We retrospectively evaluated 30 consecutive patients (pts) who underwent allo-HCT from UDs at Markey Cancer Center between January 2010 and May 2012. The primary end point of the study was to evaluate the impact of ALC on transplant outcomes and assess any predictors of higher ALC. Cox proportional hazards model was used for time to event analysis and Odds Ratios were calculated using logistic regression to evaluate for predictors for ALC <= 300 at day 90.AL dose used was 60 mg (20 mg daily x 3 days). Low relapse risk was defined as AML and ALL in CR1, MDS with less than 10% blasts, CLL/NHL/HL with PR and or <5 cm lymphadenopathy and CML in chronic phase.

RESULTS

Median age of the pts was 53.5 yrs (20-67).  Patients had AML (12), MDS (4), ALL (5), CLL (4), CML (2) NHL (1), Hodgkins disease (1) and Aplastic Anemia (1). All Pretransplant conditioning included alemtuzumab plus Cyclophosphamide (Cy) TBI for 9 pts, Busulfan (Bu)/Cy for 8 pts and fludarabine (Flu)/Melphalan (Mel) for 13 pts. Seventeen pts had female donors, and 15 pts had donors seropositive for CMV. Source of stem cells was bone marrow (BM) for 16 pts and peripherally mobilized stem cells (PBSCs) for 14 pts. Median CD 34+cells infused were 4.05 x 106 cells/ kg (0.83-12.98). Twenty four pts had high relapse risk.

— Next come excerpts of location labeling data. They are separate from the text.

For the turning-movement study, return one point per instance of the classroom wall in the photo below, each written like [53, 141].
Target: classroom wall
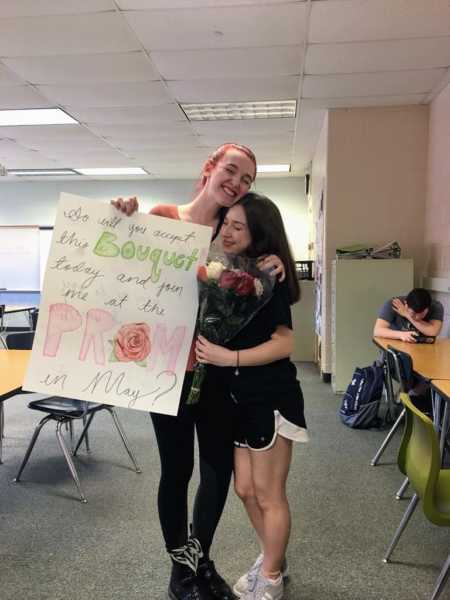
[34, 203]
[319, 191]
[376, 184]
[437, 210]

At day 90 ALC <300 x 106/ml was associated with higher mortality (HR=4.65, p=0.03). In our study, ALC 90 was not associated with GVHD, NRM, CMV reactivation or relapse.  ALC 90 >300 x 106/ml was also not associated with donor's sex, CMV status, pt's age, sex, CMV status, CD 34 cells infused ,relapse risk ,HLA mismatch ,source of stem cells or type of conditioning regimen.

After a median follow up of 431 days (118-909), 16 patients are alive. Causes of death were GVHD (6), relapse (2), graft failure (2), infection (2), VOD (1) and hemorrhage (1). Five pts have relapsed. Cumulative incidence of aGVHD (II-IV) was 36.7%, cGVHD (mild, moderate) 13.3%.and CMV reactivation (46.7%).

CONCLUSION

AL is associated with delayed recovery of ALC post allo-HCT.  ALC 90 <=300 x 106/ml was associated with four fold higher hazard of death after AL as compared to patients with ALC 90 > 300  x 106/ml at any given time. Further studies are needed to confirm our preliminary findings, to elucidate factors associated with higher ALC90, and ultimately to test proposed interventions to improve ALC90 after allo-HCT.